Biden would not need congressional approval to deal with these and other outstanding trade issues — including how to resolve a spat with the European Union over subsidies given to Boeing and Airbus, how to resolve global negotiations over digital services taxes and whether to follow through on Trump’s plans to place new tariffs on Vietnam.

Congressional approval would be needed if Biden wanted to pass any free-trade deals. But his advisers have said that they are unlikely to pursue any new agreements in the short term, instead focusing on domestic priorities.

Some of Biden’s other priorities on trade transcend party lines and could gain support among congressional Republicans — like strengthening Buy American rules to devote more federal dollars to US products or investing in domestic technologies like semiconductors to ensure that China does not gain a competitive edge.

Financial Regulation

Some of the biggest Trump-era changes to bank regulation have been done through the regulatory agencies rather than through Congress. Examples include a weakening of the Volcker Rule, which keeps banks from betting for their own profit, and a reworking of the Community Reinvestment Act, which requires banks to invest in poor communities.

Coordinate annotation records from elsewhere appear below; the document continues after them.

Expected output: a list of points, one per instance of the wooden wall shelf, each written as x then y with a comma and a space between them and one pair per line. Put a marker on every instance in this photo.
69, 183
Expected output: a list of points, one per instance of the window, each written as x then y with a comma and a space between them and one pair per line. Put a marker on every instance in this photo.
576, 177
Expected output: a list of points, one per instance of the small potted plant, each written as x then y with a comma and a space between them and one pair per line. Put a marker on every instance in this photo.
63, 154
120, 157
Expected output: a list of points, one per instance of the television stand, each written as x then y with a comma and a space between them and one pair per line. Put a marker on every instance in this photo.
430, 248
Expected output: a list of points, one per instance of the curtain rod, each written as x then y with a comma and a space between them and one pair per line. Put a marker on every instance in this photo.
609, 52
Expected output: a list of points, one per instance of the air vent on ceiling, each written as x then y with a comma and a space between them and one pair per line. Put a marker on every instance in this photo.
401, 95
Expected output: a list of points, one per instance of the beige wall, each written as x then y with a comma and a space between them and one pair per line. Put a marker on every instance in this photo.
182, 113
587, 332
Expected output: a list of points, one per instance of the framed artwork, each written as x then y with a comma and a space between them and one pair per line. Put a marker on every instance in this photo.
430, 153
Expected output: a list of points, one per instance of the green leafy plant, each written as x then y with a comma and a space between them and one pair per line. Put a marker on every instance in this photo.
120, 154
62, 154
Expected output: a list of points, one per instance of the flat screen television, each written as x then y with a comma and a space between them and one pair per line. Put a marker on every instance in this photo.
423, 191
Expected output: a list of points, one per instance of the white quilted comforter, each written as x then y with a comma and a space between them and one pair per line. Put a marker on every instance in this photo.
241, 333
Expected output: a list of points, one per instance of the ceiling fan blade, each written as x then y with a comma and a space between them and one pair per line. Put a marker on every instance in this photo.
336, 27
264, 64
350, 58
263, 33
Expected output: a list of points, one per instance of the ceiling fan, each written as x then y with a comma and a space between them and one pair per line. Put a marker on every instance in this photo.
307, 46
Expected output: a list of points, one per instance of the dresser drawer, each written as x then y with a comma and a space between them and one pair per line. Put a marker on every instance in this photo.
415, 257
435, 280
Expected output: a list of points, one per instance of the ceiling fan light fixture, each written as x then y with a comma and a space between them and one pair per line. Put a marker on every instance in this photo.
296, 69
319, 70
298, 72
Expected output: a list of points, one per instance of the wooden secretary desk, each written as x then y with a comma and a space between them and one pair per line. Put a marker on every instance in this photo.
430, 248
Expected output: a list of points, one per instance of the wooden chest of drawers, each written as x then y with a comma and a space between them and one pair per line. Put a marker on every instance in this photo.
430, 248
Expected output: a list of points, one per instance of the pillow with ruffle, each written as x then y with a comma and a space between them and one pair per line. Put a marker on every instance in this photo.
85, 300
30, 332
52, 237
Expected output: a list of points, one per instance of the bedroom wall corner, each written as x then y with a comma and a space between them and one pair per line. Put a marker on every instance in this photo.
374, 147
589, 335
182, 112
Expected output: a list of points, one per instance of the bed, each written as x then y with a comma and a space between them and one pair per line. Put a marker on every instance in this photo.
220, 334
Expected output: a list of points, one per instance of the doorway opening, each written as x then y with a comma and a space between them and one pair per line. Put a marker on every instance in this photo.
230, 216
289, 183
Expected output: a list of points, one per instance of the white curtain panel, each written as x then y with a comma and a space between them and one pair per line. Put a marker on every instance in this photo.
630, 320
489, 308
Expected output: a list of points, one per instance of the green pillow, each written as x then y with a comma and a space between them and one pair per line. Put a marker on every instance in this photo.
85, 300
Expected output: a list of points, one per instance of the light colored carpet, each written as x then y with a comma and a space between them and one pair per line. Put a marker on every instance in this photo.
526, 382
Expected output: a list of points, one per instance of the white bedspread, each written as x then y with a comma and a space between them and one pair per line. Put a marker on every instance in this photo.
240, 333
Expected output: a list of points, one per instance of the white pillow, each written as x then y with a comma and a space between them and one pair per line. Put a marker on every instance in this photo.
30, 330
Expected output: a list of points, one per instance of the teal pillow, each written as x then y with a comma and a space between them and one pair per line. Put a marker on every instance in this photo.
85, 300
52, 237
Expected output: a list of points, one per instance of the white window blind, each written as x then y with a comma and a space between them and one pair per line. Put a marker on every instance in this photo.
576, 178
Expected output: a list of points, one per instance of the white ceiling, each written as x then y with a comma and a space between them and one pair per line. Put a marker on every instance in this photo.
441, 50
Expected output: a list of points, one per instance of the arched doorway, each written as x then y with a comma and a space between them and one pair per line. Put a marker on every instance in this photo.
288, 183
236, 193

A new crew of regulatory officials will have leeway to either undo those tweaks or to impose new ones — which will probably cut toward stronger oversight. Much like the slow drip of deregulation under the Trump administration, any changes coming out of the Fed and its fellow regulatory agencies are likely to be small and steady.

“It is going to be a tough slog for the Democrats on the legislative front,” said Ian Katz, a director and financial policy analyst at Capital Alpha Partners. “The action is really with the regulators.”

But changes may not come that quickly, even if Biden taps more pro-regulatory officials for the various agencies. One of the most powerful regulatory positions — the Fed’s vice chair for supervision — is held by Randal Quarles, a Trump appointee whose term is not up until October 2021.

Consumer Protection

A Biden administration could exert huge influence over consumer protections, including those involving debt collection, payday lending and foreclosure abuse.

The Supreme Court ruled in June that the White House has the power to fire the director of the Consumer Financial Protection Bureau without cause, rejecting a federal law that sought to place limits on presidential oversight of independent agencies. That means Biden will be free to replace Kathleen Kraninger, the bureau’s current director, with someone who will more rigorously scrutinise businesses and ramp up enforcement.

Katz pointed to payday lending regulation and a debt collection rule at the Consumer Financial Protection Bureau as things that could be on the table quickly.

Richard Cordray, the bureau’s former director, said in a white paper earlier this year that it should be taking action to help people avoid foreclosure and eviction during the pandemic and be carefully monitoring the practices of debt collectors.